Isso significa que não precisamos venerar a cultura judaica, como muitas igrejas fazem, servindo-se de práticas do Antigo Testamento, como tocar o shofar, chamar os músicos de levitas, usar a arca da aliança no culto, etc.. Os gentios já não estão fora da comunidade, já não precisam circundar Jerusalém e seus ritos para obter algumas migalhas da Palavra e do Poder de Deus, como os não-judeus tinham que fazer no Antigo Testamento. Ef 2.19 demonstra isso usando os termos xenoi (estrangeiro) e paroikoi (peregrino, alguém que vive em um lugar apenas temporariamente, alguém que não é cidadão de um lugar e, por isso, tem seus direitos muito limitados ali; ou, ainda, uma pessoa que é convidada em uma casa, mas que não é membro da família). Em Cristo, nós não somos essas coisas. Nós somos a família de Deus.

Nos versículos 20-22, Paulo compara a Igreja com um templo construído pelo próprio Deus para que Ele morasse. Primeiro, ele nos informa qual é o fundamento desse edifício, os apóstolos e profetas. Segundo, diz que a pedra angular desse edifício é o próprio Jesus.

Nas construções antigas, a pedra angular era uma das maiores e mais fortes, colocadas em um ângulo (por isso "angular") adequado para dar sustentação a todo o edifício. Ela também é chamada de pedra de esquina porque ficava na esquina entre duas paredes, ligando as duas; no caso, Jesus também é a pedra que liga os judeus e os gentios. Essa figura aparece também em outras passagens. No Salmo 118, por exemplo, é dito que a pedra que os construtores rejeitaram o Senhor tornou a pedra angular, a principal; e Jesus afirma que esse texto se refere a Ele mesmo (Mt 21.42).

A seguir o texto diz que o edifício é “bem ajustado” (synarmologoumene), ou seja, onde as coisas se encaixam bem, onde há harmonia na construção.
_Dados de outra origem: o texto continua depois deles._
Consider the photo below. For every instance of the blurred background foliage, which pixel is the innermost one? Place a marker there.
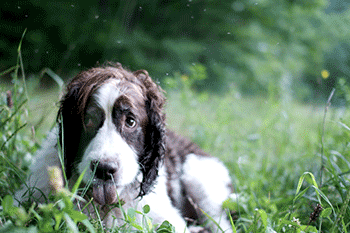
(289, 49)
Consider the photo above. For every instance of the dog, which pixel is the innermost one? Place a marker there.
(111, 125)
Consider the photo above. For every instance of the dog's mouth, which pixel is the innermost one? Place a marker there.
(104, 192)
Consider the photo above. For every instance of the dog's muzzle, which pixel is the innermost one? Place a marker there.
(104, 183)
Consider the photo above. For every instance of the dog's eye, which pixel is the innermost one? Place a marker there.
(130, 122)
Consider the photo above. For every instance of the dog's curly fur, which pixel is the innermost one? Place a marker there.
(111, 121)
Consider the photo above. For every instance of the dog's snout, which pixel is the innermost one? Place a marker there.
(103, 170)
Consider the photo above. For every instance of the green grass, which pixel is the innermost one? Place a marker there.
(272, 149)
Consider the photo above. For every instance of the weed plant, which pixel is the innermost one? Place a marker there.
(289, 162)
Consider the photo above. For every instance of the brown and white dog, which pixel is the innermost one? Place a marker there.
(111, 122)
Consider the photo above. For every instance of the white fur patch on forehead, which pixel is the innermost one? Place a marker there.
(106, 95)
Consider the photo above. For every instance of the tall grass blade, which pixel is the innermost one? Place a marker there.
(323, 132)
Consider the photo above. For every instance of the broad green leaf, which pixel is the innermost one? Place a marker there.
(146, 209)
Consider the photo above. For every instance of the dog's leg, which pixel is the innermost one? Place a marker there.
(207, 184)
(161, 206)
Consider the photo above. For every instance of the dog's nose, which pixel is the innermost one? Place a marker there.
(103, 170)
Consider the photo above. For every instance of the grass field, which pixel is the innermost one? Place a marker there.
(273, 150)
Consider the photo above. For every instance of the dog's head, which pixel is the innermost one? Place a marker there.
(112, 124)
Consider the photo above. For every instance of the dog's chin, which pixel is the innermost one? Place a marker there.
(104, 192)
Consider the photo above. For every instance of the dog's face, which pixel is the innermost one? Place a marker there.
(112, 126)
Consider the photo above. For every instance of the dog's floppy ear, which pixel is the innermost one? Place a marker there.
(69, 122)
(155, 132)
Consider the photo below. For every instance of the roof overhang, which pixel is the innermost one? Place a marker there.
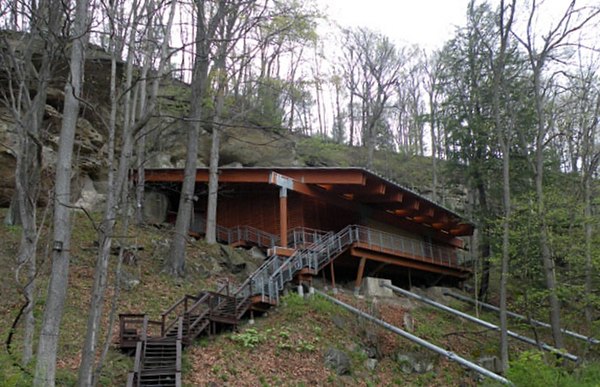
(347, 187)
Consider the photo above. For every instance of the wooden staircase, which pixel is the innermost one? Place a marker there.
(158, 344)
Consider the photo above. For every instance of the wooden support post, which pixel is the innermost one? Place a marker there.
(361, 270)
(283, 216)
(332, 270)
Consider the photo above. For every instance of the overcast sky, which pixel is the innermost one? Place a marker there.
(426, 22)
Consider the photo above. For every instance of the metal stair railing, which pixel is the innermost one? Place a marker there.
(299, 236)
(320, 254)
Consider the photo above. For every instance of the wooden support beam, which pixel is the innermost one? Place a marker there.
(283, 216)
(363, 253)
(332, 270)
(359, 274)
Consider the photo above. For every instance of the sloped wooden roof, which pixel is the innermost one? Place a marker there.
(348, 187)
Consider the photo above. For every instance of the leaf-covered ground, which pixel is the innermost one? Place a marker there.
(284, 347)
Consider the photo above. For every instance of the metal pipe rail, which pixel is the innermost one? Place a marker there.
(521, 317)
(484, 323)
(448, 354)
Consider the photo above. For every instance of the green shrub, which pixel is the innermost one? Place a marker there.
(532, 370)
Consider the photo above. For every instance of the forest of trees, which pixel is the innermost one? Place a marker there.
(510, 101)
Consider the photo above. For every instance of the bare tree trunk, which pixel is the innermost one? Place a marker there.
(213, 188)
(45, 371)
(106, 229)
(175, 264)
(27, 172)
(504, 133)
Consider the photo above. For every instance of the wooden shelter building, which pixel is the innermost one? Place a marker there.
(395, 232)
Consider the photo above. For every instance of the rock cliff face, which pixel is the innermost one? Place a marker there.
(166, 142)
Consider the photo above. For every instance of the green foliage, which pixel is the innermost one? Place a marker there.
(532, 370)
(11, 375)
(250, 338)
(537, 369)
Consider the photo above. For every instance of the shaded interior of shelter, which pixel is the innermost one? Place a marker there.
(329, 200)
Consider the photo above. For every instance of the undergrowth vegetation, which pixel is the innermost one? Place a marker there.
(286, 346)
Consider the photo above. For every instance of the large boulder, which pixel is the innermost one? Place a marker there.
(337, 360)
(414, 362)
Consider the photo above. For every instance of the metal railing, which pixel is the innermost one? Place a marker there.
(268, 281)
(297, 237)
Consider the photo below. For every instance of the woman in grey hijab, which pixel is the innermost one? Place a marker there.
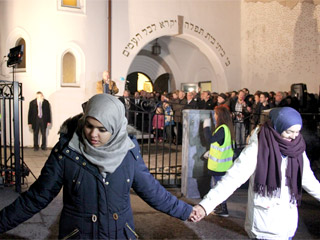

Essa expressão enfatizada a necessidade de cooperação e unidade entre os diferentes tipos de pessoas, as diferentes pedras que, juntas, se encaixam e formam o edifício.

Uma vez que o edifício é bem ajustado, ele "cresce", aumenta. Pedra após pedra, o santuário de Deus precisa crescer, tanto em quantidade de pessoas que compõe a Igreja quanto na maturidade que elas têm diante de Deus. Para isso a pedra angular era colocada primeiro, e depois as outras, porque ela que dava o ajuste de como o resto deveria ser construído. Do mesmo modo, a Igreja está crescendo para alcançar a estatura de Cristo, para se tornar um corpo semelhante a Ele. Isso significa que a Igreja deve se esforçar para que todas as suas atividades sejam centradas em Jesus, pois só assim ela pode crescer bem ajustada.

Quando as pessoas pensam em "igreja", elas não deveriam pensar, em primeiro lugar, em reuniões sociais, festas, bençãos materiais, cultos atraentes, algum líder carismático ou outras questões secundárias; isso sem falar em coisas ruins, como fofoca, alienação e roubo. Quando as pessoas pensarem em "igreja", elas deveriam pensar em Jesus, pois Ele é a razão pelo qual tudo o que nós fazemos deve ser feito, e não como um nome usado como pretexto para fazermos o que nós queremos fazer. Se não estamos firmados em Cristo, estamos prestes a cair.